I'm realizing another strange thing in all FreeBSD 10.2-RELEASE:

Look my ix0:

ix0: flags=8843<UP,BROADCAST,RUNNING,SIMPLEX,MULTICAST> metric 0 mtu 1500
        options=8407bb<RXCSUM,TXCSUM,VLAN_MTU,VLAN_HWTAGGING,JUMBO_MTU,VLAN_HWCSUM,TSO4,TSO6,LRO,VLAN_HWTSO>
        ether 00:1b:21:89:25:28
        inet 192.168.255.1 netmask 0xffffff00 broadcast 192.168.255.255 
        inet6 fe80::21b:21ff:fe89:2528%ix0 prefixlen 64 scopeid 0x1 
        inet6 2804:1054:dead:faca::1 prefixlen 64 
        nd6 options=21<PERFORMNUD,AUTO_LINKLOCAL>
        media: Ethernet autoselect (10Gbase-SR <full-duplex,rxpause,txpause>)
        status: active


<full-duplex,rxpause,txpause> ==> rxpause and txpause is correct?
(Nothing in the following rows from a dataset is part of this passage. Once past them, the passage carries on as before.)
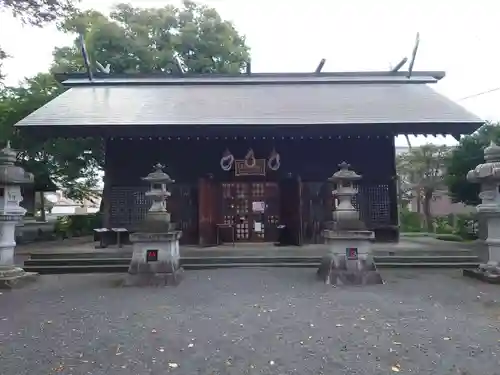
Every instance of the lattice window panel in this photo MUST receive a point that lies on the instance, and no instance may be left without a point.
(129, 206)
(375, 204)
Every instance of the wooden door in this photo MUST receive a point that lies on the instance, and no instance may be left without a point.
(207, 211)
(291, 209)
(251, 208)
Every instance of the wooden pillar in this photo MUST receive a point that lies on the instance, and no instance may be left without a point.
(106, 192)
(393, 193)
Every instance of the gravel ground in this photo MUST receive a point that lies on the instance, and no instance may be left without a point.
(252, 321)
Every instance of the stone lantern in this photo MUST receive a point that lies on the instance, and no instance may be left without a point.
(155, 257)
(349, 259)
(12, 177)
(159, 182)
(344, 191)
(488, 175)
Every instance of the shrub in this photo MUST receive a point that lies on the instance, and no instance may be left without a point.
(410, 221)
(77, 225)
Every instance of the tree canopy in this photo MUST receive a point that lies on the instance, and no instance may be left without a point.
(466, 156)
(71, 164)
(422, 171)
(130, 40)
(150, 40)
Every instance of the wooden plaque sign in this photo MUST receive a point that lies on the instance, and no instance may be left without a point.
(242, 169)
(351, 253)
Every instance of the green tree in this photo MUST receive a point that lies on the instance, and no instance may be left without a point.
(466, 156)
(154, 40)
(424, 170)
(35, 12)
(71, 164)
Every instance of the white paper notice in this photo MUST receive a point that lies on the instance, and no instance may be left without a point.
(258, 206)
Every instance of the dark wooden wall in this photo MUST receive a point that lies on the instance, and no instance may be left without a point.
(186, 160)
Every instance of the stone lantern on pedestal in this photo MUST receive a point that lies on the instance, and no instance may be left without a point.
(350, 259)
(488, 175)
(11, 213)
(155, 258)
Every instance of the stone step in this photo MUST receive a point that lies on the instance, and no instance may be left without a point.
(247, 259)
(211, 253)
(121, 264)
(123, 269)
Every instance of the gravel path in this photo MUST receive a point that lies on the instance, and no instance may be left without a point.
(252, 321)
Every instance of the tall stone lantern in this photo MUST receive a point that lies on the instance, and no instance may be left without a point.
(12, 177)
(349, 259)
(155, 257)
(344, 190)
(488, 175)
(159, 182)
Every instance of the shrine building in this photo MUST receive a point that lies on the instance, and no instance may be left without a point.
(251, 151)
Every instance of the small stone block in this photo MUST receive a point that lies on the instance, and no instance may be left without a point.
(489, 273)
(15, 277)
(154, 279)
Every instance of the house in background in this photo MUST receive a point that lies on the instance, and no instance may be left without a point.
(442, 204)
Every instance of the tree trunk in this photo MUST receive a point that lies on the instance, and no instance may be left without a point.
(42, 206)
(427, 210)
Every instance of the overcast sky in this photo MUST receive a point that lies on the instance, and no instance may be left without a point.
(459, 37)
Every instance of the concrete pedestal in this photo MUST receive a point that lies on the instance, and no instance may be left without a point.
(350, 260)
(165, 269)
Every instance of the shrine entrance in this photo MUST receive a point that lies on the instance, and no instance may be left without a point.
(252, 209)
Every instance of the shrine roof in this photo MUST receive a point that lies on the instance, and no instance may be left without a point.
(347, 98)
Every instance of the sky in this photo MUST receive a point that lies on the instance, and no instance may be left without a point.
(459, 37)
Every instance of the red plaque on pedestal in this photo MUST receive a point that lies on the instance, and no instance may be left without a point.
(351, 253)
(151, 255)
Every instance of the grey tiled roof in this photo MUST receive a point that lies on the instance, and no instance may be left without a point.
(247, 104)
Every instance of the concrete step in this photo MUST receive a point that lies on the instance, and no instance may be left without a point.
(70, 261)
(120, 264)
(122, 268)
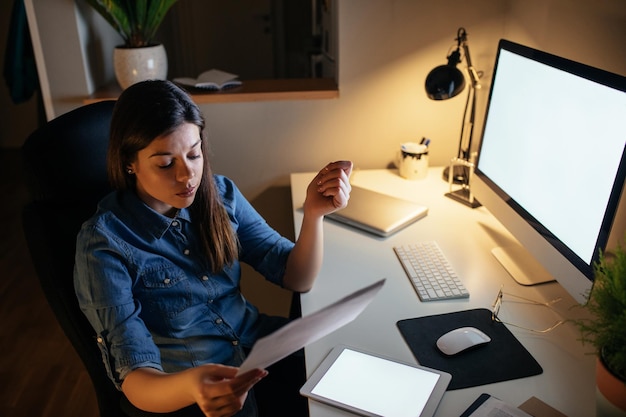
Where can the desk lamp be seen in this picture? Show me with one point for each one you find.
(447, 81)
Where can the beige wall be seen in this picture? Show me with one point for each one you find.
(386, 48)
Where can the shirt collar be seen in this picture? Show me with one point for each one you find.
(151, 221)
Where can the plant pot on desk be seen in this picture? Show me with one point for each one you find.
(610, 393)
(133, 65)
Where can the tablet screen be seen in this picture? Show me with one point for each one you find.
(374, 386)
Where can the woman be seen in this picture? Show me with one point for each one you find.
(157, 267)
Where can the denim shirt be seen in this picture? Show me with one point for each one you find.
(148, 292)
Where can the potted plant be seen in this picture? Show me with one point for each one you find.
(605, 330)
(137, 21)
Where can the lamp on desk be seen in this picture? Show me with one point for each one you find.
(447, 81)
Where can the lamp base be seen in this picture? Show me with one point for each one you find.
(459, 174)
(463, 196)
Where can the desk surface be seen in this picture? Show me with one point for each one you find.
(353, 259)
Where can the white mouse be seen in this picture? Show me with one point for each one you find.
(458, 340)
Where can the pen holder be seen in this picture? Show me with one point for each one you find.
(412, 161)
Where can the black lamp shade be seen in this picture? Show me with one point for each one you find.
(444, 82)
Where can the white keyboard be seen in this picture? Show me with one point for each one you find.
(430, 272)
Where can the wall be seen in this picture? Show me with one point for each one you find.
(17, 120)
(386, 49)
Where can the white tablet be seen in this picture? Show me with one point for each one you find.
(371, 385)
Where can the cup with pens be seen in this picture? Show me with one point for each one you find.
(412, 160)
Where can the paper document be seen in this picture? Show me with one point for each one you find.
(305, 330)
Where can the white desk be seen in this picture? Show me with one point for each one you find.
(353, 259)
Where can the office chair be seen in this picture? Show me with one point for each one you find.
(65, 169)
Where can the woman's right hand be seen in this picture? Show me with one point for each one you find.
(217, 389)
(221, 393)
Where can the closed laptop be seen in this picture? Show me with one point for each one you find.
(377, 213)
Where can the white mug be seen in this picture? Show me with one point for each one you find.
(412, 161)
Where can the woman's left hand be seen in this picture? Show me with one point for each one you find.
(330, 189)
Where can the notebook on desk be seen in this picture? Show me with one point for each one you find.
(377, 213)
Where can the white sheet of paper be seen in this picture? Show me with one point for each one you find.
(305, 330)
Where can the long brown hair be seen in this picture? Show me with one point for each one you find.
(145, 111)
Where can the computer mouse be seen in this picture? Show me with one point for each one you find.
(463, 338)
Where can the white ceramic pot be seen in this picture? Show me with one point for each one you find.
(139, 64)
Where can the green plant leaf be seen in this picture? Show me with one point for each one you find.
(137, 21)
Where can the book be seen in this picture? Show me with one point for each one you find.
(212, 79)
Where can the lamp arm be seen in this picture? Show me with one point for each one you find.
(470, 68)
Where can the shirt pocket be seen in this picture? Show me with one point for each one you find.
(165, 291)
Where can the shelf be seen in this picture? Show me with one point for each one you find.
(250, 90)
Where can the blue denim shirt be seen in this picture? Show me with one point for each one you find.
(147, 290)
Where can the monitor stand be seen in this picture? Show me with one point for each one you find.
(521, 265)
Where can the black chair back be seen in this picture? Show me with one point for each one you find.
(65, 167)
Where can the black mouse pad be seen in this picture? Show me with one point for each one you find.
(502, 359)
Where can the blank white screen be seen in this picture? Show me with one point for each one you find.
(553, 142)
(377, 385)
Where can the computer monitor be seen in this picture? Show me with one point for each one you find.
(551, 164)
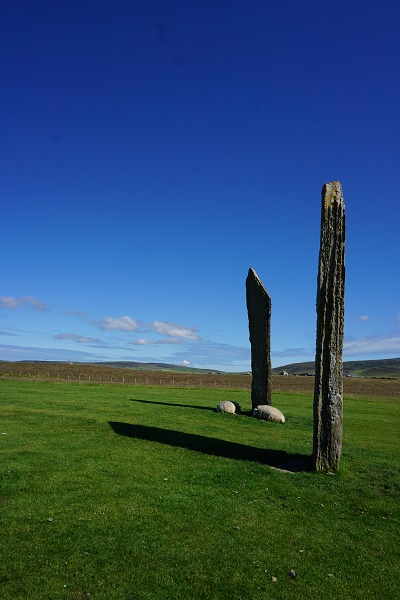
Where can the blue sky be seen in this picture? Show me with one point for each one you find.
(151, 152)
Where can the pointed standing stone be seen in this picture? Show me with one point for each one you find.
(328, 391)
(259, 312)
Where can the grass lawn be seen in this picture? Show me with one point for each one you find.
(139, 492)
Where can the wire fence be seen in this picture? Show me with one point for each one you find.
(383, 387)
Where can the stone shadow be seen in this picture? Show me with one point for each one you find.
(279, 459)
(242, 413)
(173, 404)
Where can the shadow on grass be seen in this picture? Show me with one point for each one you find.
(280, 459)
(173, 404)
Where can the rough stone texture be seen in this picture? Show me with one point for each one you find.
(259, 313)
(269, 413)
(228, 406)
(328, 391)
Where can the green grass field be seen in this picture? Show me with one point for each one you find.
(140, 492)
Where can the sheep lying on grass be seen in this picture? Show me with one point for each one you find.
(269, 413)
(228, 406)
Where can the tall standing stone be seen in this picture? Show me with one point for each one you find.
(259, 312)
(328, 391)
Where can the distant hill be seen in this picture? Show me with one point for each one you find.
(389, 367)
(153, 367)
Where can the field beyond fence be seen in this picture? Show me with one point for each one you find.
(88, 373)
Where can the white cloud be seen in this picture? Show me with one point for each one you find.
(79, 339)
(76, 313)
(146, 342)
(372, 345)
(141, 342)
(12, 302)
(175, 331)
(119, 324)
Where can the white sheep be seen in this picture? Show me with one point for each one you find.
(228, 406)
(269, 413)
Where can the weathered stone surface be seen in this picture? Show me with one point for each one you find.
(228, 406)
(328, 391)
(259, 313)
(269, 413)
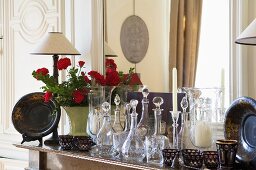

All servers that are updated showing this message.
Comment 4 Jeff Pieper 2015-09-24 14:14:54 UTC
(In reply to gondim from comment #3)

Yes that is correct. It should correspond to sysctl dev.ix.0.fc=3, which indicates that both tx and rx pause frames are enabled.
Comment 5 Nick 2016-05-05 13:09:05 UTC
I have same problem at two servers running freebsd 10.2 and using LACP. At some time in log apper messages like 

kernel: igb0: Interface stopped DISTRIBUTING, possible flapping
kernel: igb1: Interface stopped DISTRIBUTING, possible flapping

and LA goes high to 30-40.

Tried to updade to 10.3 but got same problem.